Change 33Now let’s borrow from what we know of the process of paradigmatic breakthrough.
When something isn’t working and the basics of our situation are called into question, we experience cognitive dissonance. Things don’t fit. They don’t seem right. A process of paradigm breakdown begins.
Matters reach a point where the status quo can no longer be maintained.  In my case, I could no longer make heads or tails out of what was driving me and yet I knew something was.  I needed to know what it was before I succumbed to it.
This was the moment of breakdown, the moment of letting go of the feeling that I controlled the situation. Something was controlling me.
Immediately following it was an “Aha!” or moment of paradigmatic breakthrough and clarity.   In a flash of awareness, (1) I realized that my stress was increasing because I, a hermit-monk in my own mind, have more people in my life than I’ve ever been used to managing.
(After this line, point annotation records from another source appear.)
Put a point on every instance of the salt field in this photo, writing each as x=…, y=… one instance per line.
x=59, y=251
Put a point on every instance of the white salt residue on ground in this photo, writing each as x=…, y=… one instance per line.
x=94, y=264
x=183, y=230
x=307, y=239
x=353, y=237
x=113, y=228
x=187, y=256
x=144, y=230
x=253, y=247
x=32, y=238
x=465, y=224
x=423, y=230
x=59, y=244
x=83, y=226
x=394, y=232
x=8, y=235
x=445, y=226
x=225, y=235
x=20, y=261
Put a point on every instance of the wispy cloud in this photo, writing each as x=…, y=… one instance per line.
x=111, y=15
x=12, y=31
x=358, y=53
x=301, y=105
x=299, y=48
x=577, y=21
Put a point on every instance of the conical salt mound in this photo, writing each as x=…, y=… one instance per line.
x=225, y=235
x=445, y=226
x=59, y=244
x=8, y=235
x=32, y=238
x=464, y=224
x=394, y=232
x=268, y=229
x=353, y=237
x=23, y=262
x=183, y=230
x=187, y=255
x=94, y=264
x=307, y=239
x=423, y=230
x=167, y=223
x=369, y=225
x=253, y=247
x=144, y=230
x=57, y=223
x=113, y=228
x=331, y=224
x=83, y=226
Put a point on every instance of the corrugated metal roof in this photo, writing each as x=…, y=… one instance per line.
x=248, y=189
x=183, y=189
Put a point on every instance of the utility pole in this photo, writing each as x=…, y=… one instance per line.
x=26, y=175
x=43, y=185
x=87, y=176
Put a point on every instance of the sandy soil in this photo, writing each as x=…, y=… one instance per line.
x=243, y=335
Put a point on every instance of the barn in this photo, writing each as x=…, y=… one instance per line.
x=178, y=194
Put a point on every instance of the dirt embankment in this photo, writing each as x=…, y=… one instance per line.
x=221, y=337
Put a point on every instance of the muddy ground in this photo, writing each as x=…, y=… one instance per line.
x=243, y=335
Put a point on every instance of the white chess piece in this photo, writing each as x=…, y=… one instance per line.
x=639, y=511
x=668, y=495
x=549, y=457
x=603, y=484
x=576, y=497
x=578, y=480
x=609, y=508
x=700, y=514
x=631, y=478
I saw that I was having the equivalent of the bends, coming up too quickly. I had suddenly thrown open my acquaintanceship doors and was spinning from the increase in communication of every sort that it brought. As a hermit, I had no precedent to fall back on, no social graces to rely on.
I also saw that I add to the situation by feeling responsible for everyone and nearly collapse from the stress I create as a result of it. I saw that I needed to let go of feeling responsible for people, an issue that keeps recurring for me.
The next thing I saw was that the workload created by responding to so many emails and Skype messages was also near toppling me. I began letting people on Skype and email know how busy I am.
This problem of availability may face lightworkers generally, as small a number as we are out of seven billion. I’m just going to know more and more people so it isn’t as if this predicament will go away for me.  It must be creatively resolved.
And if I don’t handle it, I’ll move from being creative to reactive. I’ll cease being the chooser and become the victim. (2) Life then begins to go downhill. I’m being transparent here about typical lightworker dilemmas.
The strangeness of relating to so many people was the hidden factor that was adding to my stress. Seeing it, I watched the majority of my stress subside. (3) The fact that release followed says that I saw more of the truth of the matter.
So what I’ve tried to illustrate here are the kinds of problems we may meet in our capacity as lightworker agents of change. Some matters that affect us will be hidden from us. Some may need to be coaxed to the surface.
As long as we don’t deal with them, we’ll feel cognitive dissonance, discomfort and stress. Once we know what they are and address them, we’ll feel relief from stress.
This may seem very basic now, but, once the busy-ness of life sets in, we’ll be asking for a checklist, handbook, and a mobile app! (Just kidding!)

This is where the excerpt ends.